Hi,
Is there a way to disable initialization of my tensor C in the te.compute or a way to initialize the variable C in my program before calculating with te.compute ?
Out = te.compute(
(batch_size, out_channels, out_h, out_w),
lambda batch, out_channels, yy, xx: te.sum(
A[batch, axe_in_channels, yy * stride_h + axe_kernel_h * dilation_h, xx * stride_w + axe_kernel_w * dilation_w]* W[out_channels, axe_in_channels, axe_kernel_h, axe_kernel_w],
axis=[axe_in_channels, axe_kernel_h, axe_kernel_w],)
)
As you can see below when I do print(tvm.lower(…)) there is an initialization, I would like to do a loop permutation and this initialization prevents me from doing what I want.
Cannot find config for target=llvm -keys=cpu -link-params=0 -mcpu=core-avx2, workload=('conv2d_ttile_', 1, 56, 56, 128, 128, 3, 3, 1, 1, 1, 1, 1, 1). A fallback configuration is used, which may bring great performance regression.
primfn(A_1: handle, W_1: handle, compute_1: handle) -> ()

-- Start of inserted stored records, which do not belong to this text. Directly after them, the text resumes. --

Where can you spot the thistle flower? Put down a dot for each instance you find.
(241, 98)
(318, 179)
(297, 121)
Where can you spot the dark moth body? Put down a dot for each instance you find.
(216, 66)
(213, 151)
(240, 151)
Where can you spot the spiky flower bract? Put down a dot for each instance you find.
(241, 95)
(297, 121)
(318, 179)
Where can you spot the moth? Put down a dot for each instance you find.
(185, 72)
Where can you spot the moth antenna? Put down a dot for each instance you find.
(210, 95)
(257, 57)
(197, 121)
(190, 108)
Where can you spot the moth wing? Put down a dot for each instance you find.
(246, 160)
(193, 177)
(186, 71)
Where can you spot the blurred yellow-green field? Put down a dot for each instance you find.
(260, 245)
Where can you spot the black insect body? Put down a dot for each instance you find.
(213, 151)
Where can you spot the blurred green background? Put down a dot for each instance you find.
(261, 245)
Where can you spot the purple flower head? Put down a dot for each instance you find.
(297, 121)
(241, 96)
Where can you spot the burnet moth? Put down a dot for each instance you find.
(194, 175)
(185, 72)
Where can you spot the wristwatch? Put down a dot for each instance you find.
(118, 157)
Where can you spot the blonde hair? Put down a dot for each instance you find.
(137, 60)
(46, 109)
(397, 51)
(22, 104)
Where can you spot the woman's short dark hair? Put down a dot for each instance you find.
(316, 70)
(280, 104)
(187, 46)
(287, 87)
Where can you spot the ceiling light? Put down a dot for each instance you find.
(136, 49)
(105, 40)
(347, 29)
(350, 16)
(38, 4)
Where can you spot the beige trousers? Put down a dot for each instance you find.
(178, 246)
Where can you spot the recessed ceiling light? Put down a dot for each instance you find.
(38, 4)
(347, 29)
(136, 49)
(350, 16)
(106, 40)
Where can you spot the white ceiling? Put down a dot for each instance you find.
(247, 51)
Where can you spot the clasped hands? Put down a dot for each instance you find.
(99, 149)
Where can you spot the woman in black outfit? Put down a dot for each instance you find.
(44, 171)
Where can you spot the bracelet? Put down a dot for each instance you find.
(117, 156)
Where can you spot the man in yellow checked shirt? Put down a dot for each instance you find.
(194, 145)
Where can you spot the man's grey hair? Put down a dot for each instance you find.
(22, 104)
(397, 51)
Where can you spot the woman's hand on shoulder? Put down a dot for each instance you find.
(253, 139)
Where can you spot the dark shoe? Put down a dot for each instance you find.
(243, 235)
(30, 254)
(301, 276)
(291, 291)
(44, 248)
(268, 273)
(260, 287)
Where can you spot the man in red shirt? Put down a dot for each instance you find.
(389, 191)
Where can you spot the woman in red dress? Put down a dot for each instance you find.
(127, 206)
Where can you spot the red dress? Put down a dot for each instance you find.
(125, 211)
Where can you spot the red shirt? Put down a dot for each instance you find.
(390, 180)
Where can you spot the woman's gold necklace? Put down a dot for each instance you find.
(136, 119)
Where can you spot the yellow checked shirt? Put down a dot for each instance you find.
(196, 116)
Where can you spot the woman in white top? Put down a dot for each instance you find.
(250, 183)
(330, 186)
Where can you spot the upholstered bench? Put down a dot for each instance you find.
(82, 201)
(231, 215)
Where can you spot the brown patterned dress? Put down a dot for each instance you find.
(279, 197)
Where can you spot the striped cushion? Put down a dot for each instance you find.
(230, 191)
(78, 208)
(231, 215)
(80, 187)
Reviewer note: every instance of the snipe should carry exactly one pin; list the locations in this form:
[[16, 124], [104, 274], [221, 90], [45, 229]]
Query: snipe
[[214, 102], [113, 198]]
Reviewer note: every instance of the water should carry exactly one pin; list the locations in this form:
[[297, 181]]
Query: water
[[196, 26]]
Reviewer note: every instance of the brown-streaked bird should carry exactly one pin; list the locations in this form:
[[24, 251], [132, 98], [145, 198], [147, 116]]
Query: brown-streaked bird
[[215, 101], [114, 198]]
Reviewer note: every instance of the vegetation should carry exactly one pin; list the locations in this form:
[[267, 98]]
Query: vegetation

attr = {"global_symbol": "main", "tir.noalias": True}
buffers = {compute: Buffer(compute_2: Pointer(float32), float32, [1, 128, 56, 56], []),
W: Buffer(W_2: Pointer(float32), float32, [128, 128, 3, 3], []),
A: Buffer(A_2: Pointer(float32), float32, [1, 128, 58, 58], [])}
buffer_map = {A_1: A, W_1: W, compute_1: compute} {
for (out_channels: int32, 0, 128) {
for (yy: int32, 0, 56) {
for (xx: int32, 0, 56) {
compute_2[(((out_channels*3136) + (yy*56)) + xx)] = 0f32
for (axe_in_channels: int32, 0, 128) {
for (axe_kernel_h: int32, 0, 3) {
for (axe_kernel_w: int32, 0, 3) {
compute_2[(((out_channels*3136) + (yy*56)) + xx)] = ((float32*)compute_2[(((out_channels*3136) + (yy*56)) + xx)] + ((float32*)A_2[(((((axe_in_channels*3364) + (yy*58)) + (axe_kernel_h*58)) + xx) + axe_kernel_w)]*(float32*)W_2[((((out_channels*1152) + (axe_in_channels*9)) + (axe_kernel_h*3)) + axe_kernel_w)]))
}
}
}
}
}
}
}
Thank you